In practice, the screen is more than sufficient enough for composing and shooting clearly. It was also more than satisfactory when it came to using the camera’s touch to shoot functionality. In terms of the interacting touchscreen, very little has changed from the EP3 and the OM-D E-M5. That statement pertains to the use of autofocus lenses like the 14-42mm kit lens; and we have no doubt in our mind that it would work exceptionally with others such as Olympus’s 12mm f2 or 45mm f1.8. In our tests, we were also able to use other autofocus lenses (such as the Sigma 19mm f2.8 and 30mm f2.8) with ease.

For the best and least laggy results, you’ll need to stick to Olympus’s own lenses. All of these lenses have the company’s MSC motors built in, and so would deliver images to the user very quickly due to just how fast the focusing system works.

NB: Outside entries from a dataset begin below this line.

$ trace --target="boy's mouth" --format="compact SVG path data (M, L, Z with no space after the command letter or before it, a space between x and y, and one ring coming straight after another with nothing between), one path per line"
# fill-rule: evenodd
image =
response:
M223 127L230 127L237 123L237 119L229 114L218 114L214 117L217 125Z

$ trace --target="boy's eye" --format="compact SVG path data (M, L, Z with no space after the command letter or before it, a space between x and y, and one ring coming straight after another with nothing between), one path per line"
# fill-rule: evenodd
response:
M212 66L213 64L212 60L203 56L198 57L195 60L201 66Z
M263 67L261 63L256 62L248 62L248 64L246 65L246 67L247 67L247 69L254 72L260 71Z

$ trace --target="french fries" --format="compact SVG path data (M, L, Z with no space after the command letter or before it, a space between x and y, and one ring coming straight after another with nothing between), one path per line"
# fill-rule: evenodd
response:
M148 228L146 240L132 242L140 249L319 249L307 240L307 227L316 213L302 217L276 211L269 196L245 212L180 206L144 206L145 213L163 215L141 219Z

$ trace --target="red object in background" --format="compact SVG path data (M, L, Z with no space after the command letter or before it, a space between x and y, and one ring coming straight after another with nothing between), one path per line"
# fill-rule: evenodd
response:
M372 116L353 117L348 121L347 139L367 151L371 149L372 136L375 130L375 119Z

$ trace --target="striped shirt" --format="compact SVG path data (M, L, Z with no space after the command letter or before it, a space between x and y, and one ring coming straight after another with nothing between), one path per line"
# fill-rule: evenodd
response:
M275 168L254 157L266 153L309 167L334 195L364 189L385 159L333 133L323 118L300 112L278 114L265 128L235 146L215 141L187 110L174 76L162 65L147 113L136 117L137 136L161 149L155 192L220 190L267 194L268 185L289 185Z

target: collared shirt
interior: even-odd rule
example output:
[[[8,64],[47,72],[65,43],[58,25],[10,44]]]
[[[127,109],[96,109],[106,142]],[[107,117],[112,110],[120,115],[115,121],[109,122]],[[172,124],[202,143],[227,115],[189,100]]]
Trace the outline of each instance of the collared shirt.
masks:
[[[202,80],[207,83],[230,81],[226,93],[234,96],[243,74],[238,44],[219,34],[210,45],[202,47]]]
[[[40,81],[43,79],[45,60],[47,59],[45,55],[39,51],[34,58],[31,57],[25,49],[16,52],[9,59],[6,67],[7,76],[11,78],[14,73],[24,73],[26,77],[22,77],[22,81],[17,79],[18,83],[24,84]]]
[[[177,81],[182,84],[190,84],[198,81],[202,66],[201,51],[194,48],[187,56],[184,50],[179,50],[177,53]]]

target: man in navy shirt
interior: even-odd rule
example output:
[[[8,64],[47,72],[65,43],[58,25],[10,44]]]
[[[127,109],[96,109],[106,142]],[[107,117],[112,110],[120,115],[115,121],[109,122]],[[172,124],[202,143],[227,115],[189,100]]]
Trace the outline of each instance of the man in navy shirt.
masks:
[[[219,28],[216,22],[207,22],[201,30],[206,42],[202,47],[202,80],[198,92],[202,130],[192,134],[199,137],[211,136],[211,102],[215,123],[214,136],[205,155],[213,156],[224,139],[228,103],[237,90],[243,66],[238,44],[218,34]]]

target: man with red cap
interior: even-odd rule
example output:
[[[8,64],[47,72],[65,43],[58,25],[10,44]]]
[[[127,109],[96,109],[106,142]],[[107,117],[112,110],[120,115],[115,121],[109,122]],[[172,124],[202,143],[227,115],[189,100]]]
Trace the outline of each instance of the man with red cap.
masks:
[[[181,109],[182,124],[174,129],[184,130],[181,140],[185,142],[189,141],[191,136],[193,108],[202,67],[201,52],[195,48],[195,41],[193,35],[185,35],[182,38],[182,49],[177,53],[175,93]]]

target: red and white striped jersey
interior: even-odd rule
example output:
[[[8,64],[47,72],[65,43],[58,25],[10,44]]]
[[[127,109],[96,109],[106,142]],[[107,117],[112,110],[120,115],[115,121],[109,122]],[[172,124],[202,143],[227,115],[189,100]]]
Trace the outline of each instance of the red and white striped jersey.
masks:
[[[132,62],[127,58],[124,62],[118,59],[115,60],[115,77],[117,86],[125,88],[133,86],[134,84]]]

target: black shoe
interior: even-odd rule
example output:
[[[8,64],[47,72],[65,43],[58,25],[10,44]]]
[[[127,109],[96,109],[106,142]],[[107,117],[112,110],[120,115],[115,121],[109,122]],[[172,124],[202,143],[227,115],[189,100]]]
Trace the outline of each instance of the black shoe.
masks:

Many Micro Four Thirds users also love adapting old lenses or lenses from other camera systems onto their cameras. Of any of the current Micro Four Thirds cameras made from Olympus, the EPM2 is the least comfortable to operate and work with such lenses. In practice, we found the experience of looking down at the screen at waist level (such as with the E-PL5 and OM-D E-M5) to be much easier and comfortable. Holding the camera body up at eye-level while focusing the lens manually just creates too much jitter. In that case, you’re much better off reaching for a Vanguard Nivello–a tripod designed specifically for mirrorless cameras.